While some criticize Twitter campaigns as meaningless, the women believe their second hashtag #AskAboutAleppo was one of the reasons the presidential candidates answered a question about it in the second debate.
“What this grassroots social media campaign has shown is, if you speak up, something can get done, and if you remain silent, so will our leaders,” said Carroll.
Their passion has encouraged others to help in surprising ways. Widom’s friend, Flavia Lamborghini, a dentist in Chicago, opened her practice on Oct. 8 to provide care to about 50 Syrian refugee children. Many of these children had never before seen a dentist.
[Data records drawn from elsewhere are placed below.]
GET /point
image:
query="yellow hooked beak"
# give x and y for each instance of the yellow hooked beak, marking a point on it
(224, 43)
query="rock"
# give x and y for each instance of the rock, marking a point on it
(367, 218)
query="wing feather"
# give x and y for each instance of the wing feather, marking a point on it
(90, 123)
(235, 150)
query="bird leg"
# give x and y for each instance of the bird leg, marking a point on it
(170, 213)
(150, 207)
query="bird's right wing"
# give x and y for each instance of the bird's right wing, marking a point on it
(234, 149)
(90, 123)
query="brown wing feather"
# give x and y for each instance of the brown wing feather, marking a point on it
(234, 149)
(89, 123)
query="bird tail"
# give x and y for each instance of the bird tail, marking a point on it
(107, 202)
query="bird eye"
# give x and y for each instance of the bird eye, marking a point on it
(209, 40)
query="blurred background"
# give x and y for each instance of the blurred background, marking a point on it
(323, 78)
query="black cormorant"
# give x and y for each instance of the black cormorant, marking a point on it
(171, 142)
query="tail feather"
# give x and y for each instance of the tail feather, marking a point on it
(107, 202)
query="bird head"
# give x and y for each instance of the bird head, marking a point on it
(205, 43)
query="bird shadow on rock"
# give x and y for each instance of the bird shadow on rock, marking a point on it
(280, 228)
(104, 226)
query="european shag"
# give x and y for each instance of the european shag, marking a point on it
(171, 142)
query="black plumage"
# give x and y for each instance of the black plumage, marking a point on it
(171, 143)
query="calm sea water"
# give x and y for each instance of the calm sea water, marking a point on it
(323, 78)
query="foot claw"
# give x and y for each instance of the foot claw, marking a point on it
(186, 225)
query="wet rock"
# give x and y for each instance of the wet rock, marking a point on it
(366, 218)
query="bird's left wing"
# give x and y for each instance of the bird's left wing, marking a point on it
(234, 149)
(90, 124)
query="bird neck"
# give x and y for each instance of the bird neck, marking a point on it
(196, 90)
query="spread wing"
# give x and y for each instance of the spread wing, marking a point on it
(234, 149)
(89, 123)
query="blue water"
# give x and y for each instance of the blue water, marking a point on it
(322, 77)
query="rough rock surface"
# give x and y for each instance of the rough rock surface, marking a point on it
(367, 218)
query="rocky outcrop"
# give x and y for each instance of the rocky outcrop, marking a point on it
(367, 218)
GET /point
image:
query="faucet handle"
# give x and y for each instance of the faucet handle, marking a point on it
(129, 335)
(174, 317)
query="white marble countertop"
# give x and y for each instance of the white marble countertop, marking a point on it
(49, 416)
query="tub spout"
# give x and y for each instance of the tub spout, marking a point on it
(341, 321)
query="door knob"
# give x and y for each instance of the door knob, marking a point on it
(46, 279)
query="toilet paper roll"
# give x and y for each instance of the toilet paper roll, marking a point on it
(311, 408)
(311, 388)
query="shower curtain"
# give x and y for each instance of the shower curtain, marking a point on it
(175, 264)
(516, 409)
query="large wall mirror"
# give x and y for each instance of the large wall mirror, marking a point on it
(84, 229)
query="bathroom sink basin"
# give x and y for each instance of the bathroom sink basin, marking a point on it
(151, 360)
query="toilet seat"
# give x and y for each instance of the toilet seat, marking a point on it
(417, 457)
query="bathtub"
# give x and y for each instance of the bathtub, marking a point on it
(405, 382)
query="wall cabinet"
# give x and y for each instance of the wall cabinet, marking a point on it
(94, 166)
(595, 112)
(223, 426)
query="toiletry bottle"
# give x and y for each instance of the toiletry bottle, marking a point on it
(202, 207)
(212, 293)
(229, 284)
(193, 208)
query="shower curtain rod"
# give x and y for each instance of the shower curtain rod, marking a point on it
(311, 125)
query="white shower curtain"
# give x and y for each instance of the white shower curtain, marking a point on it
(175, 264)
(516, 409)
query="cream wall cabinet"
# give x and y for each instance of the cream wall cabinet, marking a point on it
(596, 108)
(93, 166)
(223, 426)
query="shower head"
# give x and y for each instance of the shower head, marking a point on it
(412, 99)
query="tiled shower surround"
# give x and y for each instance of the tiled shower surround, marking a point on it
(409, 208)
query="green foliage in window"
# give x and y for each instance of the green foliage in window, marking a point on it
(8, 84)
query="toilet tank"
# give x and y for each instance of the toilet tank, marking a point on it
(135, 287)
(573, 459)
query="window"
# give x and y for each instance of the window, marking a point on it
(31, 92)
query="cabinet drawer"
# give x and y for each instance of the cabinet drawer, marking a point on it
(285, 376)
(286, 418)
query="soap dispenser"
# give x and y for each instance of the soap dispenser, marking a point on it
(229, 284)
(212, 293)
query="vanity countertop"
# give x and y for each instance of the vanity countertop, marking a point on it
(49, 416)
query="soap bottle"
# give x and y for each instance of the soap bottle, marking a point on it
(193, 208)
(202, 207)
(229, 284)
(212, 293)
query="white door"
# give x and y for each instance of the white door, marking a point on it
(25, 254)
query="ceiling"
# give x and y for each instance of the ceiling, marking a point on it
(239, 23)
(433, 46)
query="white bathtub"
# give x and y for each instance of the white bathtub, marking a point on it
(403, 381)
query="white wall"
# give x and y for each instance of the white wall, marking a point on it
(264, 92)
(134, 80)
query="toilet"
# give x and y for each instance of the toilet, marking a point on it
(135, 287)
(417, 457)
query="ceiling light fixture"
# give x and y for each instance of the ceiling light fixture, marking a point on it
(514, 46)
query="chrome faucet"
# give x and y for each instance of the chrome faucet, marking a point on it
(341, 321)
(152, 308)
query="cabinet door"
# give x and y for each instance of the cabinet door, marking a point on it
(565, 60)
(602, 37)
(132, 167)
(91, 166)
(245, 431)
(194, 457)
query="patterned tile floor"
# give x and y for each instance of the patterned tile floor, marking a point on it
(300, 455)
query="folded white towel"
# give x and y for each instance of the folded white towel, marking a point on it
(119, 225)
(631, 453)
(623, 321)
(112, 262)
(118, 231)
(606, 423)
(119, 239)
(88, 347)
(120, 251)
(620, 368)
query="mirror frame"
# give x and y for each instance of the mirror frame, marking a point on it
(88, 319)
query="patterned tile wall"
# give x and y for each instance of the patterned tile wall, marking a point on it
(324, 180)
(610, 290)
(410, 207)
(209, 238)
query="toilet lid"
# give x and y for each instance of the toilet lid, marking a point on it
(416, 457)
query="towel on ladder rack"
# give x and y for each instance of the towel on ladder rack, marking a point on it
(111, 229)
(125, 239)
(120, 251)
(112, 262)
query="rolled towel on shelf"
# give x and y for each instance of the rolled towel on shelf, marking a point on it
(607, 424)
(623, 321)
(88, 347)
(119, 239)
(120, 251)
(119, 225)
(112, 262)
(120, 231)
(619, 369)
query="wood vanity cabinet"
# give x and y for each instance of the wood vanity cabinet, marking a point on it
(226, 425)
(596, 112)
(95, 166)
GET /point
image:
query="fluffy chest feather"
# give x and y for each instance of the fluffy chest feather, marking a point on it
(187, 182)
A three-day ceasefire, which gave Omar time to rest, ended on Oct. 22, and the fighting resumed immediately, with a Russian naval deployment heading to the city to intensify the assault. While the women are continuing with their social media outreach, they are also working on ways to rescue Omar and the other doctors. That is, if they're willing to leave the city. So far, Omar says he will not leave Aleppo unless there is another neurosurgeon to take his place.
The women hope that the campaign inspires others to act, even when they feel helpless or the problems seem overwhelming. A simple friendship sparked a movement.
"If you are lucky in life, you get to connect with a hero," said Widom. "Connecting with Omar and seeing his heroism — maybe we can bring a voice to what he and all the children are seeing."
Here is a partial list of organizations accepting donations to help Syrian children and refugees. Click here for more:
Syrian American Medical Society (SAMs): SAMs provides medical care and delivery all over Syria. SAMs has established more than 100 medical facilities, including several hospitals in Aleppo, and supports more than 1,700 Syrian health workers.
The UN Refugee Agency: Plans include distributing sleeping bags, thermal blankets, raincoats, socks, clothes and footwear to the most vulnerable refugees. "Harsh weather conditions are likely to exacerbate the suffering of the thousands of refugees and migrants landing in Greece and traveling through the Balkans," UNHCR spokesman William Spindler said.
Save the Children: Supplies food for Syrian kids and supports education in Syrian refugee camps.
Médecins Sans Frontières/Doctors Without Borders: MSF is operating two rescue ships in the Mediterranean Sea that can carry hundreds of people to land.
Unicef: It delivers vaccines, winter clothes and food for children in Syria and neighboring countries.
Operation Refugee Child: Grassroots organization led by American moms who distribute backpacks of supplies to refugee children whose families are fleeing war and terror.